Kate Aplington


Kate Adele Aplington was an American novelist, photographer, painter, suffragist, and clubwoman.
She was born Kate Adele Smith, the daughter of Henry H. Smith, a school superintendent, and Elizabeth Melinda Smith. She graduated from Polo High School in Polo, Illinois. She taught high school herself briefly at Ottawa High School in Ottawa, Illinois. In 1879, she married John Aplington, a lawyer, and they moved to Council Grove, Kansas the next year.
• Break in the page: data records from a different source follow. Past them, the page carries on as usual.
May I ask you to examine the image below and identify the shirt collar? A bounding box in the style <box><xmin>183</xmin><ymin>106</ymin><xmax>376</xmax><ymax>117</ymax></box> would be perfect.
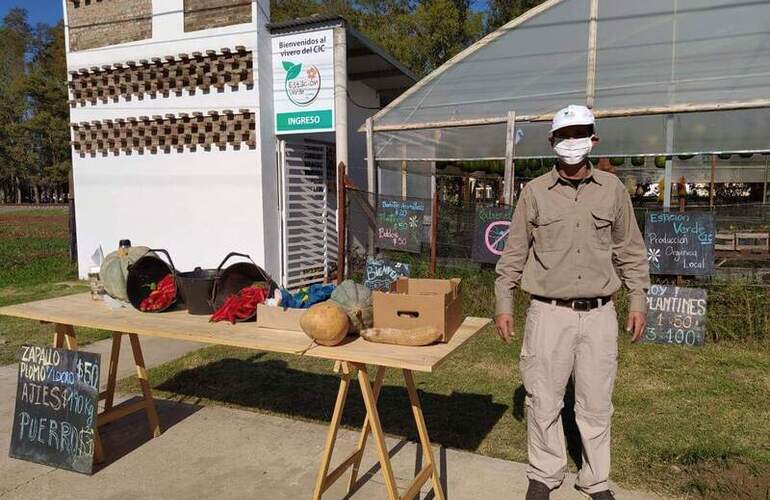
<box><xmin>548</xmin><ymin>161</ymin><xmax>602</xmax><ymax>189</ymax></box>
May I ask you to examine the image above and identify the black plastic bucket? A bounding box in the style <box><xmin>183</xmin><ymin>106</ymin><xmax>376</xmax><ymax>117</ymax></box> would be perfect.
<box><xmin>126</xmin><ymin>248</ymin><xmax>179</xmax><ymax>312</ymax></box>
<box><xmin>211</xmin><ymin>252</ymin><xmax>277</xmax><ymax>321</ymax></box>
<box><xmin>177</xmin><ymin>267</ymin><xmax>217</xmax><ymax>314</ymax></box>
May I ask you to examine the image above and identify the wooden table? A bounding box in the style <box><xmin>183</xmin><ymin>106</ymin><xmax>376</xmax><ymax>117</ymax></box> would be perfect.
<box><xmin>0</xmin><ymin>294</ymin><xmax>489</xmax><ymax>500</ymax></box>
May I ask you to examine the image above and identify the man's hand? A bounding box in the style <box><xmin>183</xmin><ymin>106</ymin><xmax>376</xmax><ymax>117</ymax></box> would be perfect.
<box><xmin>495</xmin><ymin>314</ymin><xmax>513</xmax><ymax>344</ymax></box>
<box><xmin>626</xmin><ymin>311</ymin><xmax>647</xmax><ymax>342</ymax></box>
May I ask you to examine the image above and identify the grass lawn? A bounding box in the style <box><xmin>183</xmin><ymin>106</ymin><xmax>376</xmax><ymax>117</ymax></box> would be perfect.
<box><xmin>0</xmin><ymin>206</ymin><xmax>770</xmax><ymax>499</ymax></box>
<box><xmin>121</xmin><ymin>273</ymin><xmax>770</xmax><ymax>499</ymax></box>
<box><xmin>0</xmin><ymin>209</ymin><xmax>110</xmax><ymax>366</ymax></box>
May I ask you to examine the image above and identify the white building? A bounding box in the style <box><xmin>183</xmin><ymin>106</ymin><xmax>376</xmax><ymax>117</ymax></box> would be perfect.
<box><xmin>63</xmin><ymin>0</ymin><xmax>414</xmax><ymax>286</ymax></box>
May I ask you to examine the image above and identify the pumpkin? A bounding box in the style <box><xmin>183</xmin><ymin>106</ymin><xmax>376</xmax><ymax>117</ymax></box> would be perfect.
<box><xmin>331</xmin><ymin>280</ymin><xmax>374</xmax><ymax>333</ymax></box>
<box><xmin>299</xmin><ymin>300</ymin><xmax>350</xmax><ymax>346</ymax></box>
<box><xmin>361</xmin><ymin>326</ymin><xmax>441</xmax><ymax>346</ymax></box>
<box><xmin>99</xmin><ymin>247</ymin><xmax>150</xmax><ymax>301</ymax></box>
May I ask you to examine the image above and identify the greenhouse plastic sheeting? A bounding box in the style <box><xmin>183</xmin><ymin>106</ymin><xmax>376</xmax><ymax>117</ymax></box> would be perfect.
<box><xmin>373</xmin><ymin>0</ymin><xmax>770</xmax><ymax>160</ymax></box>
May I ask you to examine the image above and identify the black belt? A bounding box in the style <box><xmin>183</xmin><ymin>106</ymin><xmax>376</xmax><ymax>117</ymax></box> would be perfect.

In Council Grove, Kate Aplington operated a photography studio. She was active in many civic causes. She served as recording secretary of the Kansas Equal Suffrage Association. She worked to preserve Hermit's Cave on Belfry Hill as a public park. She established the Aplington Art Gallery or the Kansas State Art Collection, a collection of art prints that toured the state of Kansas. In 1913, the Aplingtons moved to Florida, and Kate Aplington engaged in similar civic work in Miami, Florida.
Her novel Pilgrim of the Plains: A Romance of the Santa Fe Trail is the diary of Delia Randall, a girl travelling in a prairie caravan in the 1830s. At the time of her death, she had completed a book about Florida, The Strangler Tree.
Kate Adele Aplington died on September 26, 1928, aged 69, in Miami, Florida, aged.